Charles Leclerc przed rozpoczęciem weekendu wyścigowego na torze Imola został okradziony z zegarka, którego wartość szacowana jest na około 320 000 dolarów.
Według najnowszych informacji do całego zdarzenia miało dość w miniony poniedziałek w toskańskim mieście Viareggio, gdzie aktualny lider mistrzostw świata około godziny 22 miał odbywać spontaniczne spotkanie ze swoimi kibicami.
Całe to zamieszanie miało zostać sprytnie wykorzystane przez złodzieja, któremu udało się zerwać zegarek marki Richard Mille z nadgarstka kierowcy i uciec, zanim ten zdążył się zorientować.

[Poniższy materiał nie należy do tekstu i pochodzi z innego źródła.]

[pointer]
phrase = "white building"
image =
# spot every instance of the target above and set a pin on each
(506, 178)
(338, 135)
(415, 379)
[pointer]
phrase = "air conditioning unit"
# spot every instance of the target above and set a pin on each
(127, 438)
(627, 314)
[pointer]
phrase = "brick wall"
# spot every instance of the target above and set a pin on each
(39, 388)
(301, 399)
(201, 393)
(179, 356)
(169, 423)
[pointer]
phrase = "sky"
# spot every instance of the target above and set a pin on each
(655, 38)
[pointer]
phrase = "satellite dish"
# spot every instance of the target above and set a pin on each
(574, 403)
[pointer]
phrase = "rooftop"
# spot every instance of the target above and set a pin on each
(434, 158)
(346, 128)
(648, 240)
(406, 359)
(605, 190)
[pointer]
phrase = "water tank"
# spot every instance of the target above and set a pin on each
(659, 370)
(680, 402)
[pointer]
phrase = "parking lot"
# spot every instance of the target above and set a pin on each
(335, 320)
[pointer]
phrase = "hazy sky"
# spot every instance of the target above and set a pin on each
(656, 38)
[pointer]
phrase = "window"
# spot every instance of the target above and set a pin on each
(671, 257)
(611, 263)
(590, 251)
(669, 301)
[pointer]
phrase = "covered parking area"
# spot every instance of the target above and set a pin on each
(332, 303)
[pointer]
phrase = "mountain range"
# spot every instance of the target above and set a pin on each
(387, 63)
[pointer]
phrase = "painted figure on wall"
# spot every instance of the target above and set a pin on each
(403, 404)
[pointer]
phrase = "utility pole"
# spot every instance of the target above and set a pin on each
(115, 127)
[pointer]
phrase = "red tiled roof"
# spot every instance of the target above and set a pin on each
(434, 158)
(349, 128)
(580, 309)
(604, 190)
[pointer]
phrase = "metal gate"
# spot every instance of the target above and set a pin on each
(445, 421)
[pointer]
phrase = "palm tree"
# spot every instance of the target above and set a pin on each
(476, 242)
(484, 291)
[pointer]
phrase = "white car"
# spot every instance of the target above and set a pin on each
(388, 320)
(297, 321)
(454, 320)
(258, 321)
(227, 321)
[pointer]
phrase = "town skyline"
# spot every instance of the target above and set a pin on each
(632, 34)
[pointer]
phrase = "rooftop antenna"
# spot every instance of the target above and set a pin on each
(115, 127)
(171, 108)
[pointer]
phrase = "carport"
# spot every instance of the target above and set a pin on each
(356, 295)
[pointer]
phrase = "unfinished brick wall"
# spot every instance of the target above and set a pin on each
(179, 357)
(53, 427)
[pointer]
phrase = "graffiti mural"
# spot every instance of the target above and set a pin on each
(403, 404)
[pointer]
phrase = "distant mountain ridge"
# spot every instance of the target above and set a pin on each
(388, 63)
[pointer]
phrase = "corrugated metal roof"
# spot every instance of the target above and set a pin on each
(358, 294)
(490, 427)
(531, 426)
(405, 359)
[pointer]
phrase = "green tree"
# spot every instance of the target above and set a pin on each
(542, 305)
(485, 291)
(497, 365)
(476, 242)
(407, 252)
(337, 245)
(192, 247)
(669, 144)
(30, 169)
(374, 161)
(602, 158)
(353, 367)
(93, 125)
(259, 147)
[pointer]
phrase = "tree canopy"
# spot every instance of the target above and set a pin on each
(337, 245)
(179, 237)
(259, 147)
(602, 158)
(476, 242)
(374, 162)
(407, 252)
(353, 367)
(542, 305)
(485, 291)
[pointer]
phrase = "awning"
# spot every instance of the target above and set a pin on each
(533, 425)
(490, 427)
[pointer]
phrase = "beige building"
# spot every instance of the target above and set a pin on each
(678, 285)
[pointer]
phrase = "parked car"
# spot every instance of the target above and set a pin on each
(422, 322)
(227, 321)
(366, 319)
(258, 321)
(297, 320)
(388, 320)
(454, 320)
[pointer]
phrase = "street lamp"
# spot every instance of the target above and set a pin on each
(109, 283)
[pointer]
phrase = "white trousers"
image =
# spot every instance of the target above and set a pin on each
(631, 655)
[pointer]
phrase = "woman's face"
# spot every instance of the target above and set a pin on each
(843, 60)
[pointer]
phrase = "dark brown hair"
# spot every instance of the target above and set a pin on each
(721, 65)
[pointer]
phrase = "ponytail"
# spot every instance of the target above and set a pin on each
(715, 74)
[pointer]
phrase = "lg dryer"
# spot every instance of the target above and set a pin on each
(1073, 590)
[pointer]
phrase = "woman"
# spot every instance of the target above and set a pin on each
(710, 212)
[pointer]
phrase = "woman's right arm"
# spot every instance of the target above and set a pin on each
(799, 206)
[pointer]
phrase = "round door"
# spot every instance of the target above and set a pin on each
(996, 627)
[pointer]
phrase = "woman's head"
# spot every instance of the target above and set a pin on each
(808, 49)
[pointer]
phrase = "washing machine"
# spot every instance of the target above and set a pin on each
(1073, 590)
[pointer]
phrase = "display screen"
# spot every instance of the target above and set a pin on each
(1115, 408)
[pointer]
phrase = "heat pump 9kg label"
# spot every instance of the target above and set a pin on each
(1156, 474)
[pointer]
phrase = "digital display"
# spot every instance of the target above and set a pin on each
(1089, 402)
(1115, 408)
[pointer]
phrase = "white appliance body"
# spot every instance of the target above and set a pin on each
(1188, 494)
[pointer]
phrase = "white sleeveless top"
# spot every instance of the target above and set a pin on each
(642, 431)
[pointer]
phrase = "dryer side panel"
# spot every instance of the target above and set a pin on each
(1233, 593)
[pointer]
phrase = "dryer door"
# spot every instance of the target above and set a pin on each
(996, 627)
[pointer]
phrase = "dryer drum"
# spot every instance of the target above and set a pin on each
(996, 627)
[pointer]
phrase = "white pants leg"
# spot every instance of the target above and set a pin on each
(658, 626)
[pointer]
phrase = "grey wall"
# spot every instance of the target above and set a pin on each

Cała sprawa natychmiast trafiła na lokalną policję, która obecnie prowadzi dochodzenie wyjaśniające.
Do całego tego wątku odniósł się dziś osobisty trener Leclerca, Andrea Ferrari, który towarzyszył swojemu podopiecznemu w wielkanocny poniedziałek.
- Ulica Via Salvatori od miesięcy jest całkowicie pogrążona w ciemności i informowaliśmy o tym fakcie już wielokrotnie. Wczoraj na Via Salvatori zostaliśmy okradzeni. Myśleliście może o zainstalowaniu w tym miejscu lamp? Pytam dla kolegi - czytamy w krótkim oświadczeniu.